Ho aspettato tanto a scrivere questa recensione perché ritengo che quest'opera meriterebbe un commento molto approfondito e ragionato, e purtroppo ora come ora non ho proprio il tempo per cercare di mettere insieme qualcosa di un minimo più sensato di "ho pianto come una bambina". Al tempo stesso, però, voglio anche cercare di abbozzare almeno qualche idea prima che le sensazioni più forti scivolino via.
Insomma, "Maus" è uno dei fumetti più conosciuti, letto e apprezzato anche da chi non conosce e non è interessato a conoscere il mondo dei fumetti, dunque io, che ho cominciato a leggere graphic novel giusto da un annetto, ero molto curiosa di leggere anche il capolavoro di Spiegelman. È curioso, ho iniziato questo fumetto dopo aver concluso "Max" (sì insomma, è un periodo di letture allegre e leggere, perfette per accompagnare lo spirito natalizio), dunque ero già in qualche modo "pronta" (si può mai essere pronti per l'olocausto?) a calarmi in atmosfere a dir poco strazianti. E se "Max" mi aveva sconvolta così tanto proprio per via della voce narrante - un bimbo di pochi anni - in "Maus" la botta è arrivata più lentamente. Perché "Maus" altro non è che un lungo viaggio all'interno dei ricordi del padre di Art, dove momenti di vita quotidiana nell'America degli anni sessanta si alternano a lunghe notti nel ghetto polacco prima, e ad Aushwitz poi. Il padre di Art è un sopravvissuto, ma non si può sopravvivere davvero a certi orrori. E così ci si trova lentamente catapultati fra le turbe di un uomo anziano e profondamente avido, severo, opprimente, e si arriva quasi a provare un moto di nervosismo nei suoi confronti. Quasi, perché poi, con una tranquillità sconcertante, si viene risucchiati nell'orrore della lotta per la sopravvvivenza, e non si può far altro che sentirsi profondamente colpevoli. Leggendo questo fumetto, mi è tornata in mente una Giornata della Memoria di una decina d'anni fa, credo frequentassi la prima superiore, quando la mia classe ha potuto incontrare Nedo Fiano: conoscevo naturalmente questa terribile pagina di storia, ma credo di aver veramente preso coscienza della portata reale di tutto questo orrore solo ascoltando la sua testimonianza. Nedo Fiano, come Vladek Spiegelman, non ha mai cercato di mitigare i toni, di smorzare l'orrore, né di cercare di suscitare pietà o di cercare tonalità drammatiche: ha portato la verità, la vita, in maniera diretta, asciutta e granitica. Ecco, "Maus" mi ha riportato a quel momento in cui, da ragazzina - sì, ero già abbastanza grandicella, ma ero molto immatura - ho compreso che la storia non è fatta di date e di pagine di libri da imparare bene, ma è fatta di corpi e di sangue, di morte, di dolore, di puzza, urla e terrore.

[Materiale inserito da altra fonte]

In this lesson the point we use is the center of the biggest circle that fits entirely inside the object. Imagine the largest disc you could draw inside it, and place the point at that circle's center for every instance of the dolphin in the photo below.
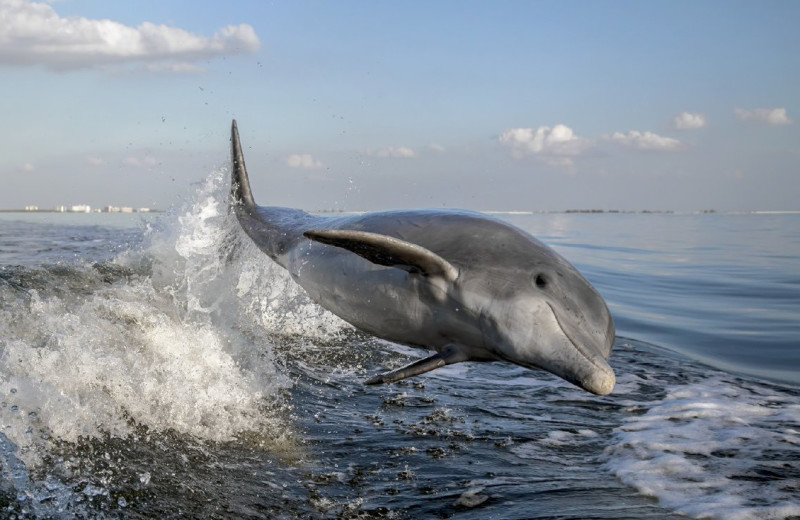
(465, 285)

"Maus" è questa verità, semplice semplice, nuda e cruda, e forse no, forse ho detto una scemenza: non servono commenti approfonditi e ragionati, a volte è molto più istruttivo mettere da parte le date e le pagine da imparare a memoria e provare a caricarsi sulle spalle, anche solo per le poche ore di una lettura, una briciola dell'orrore.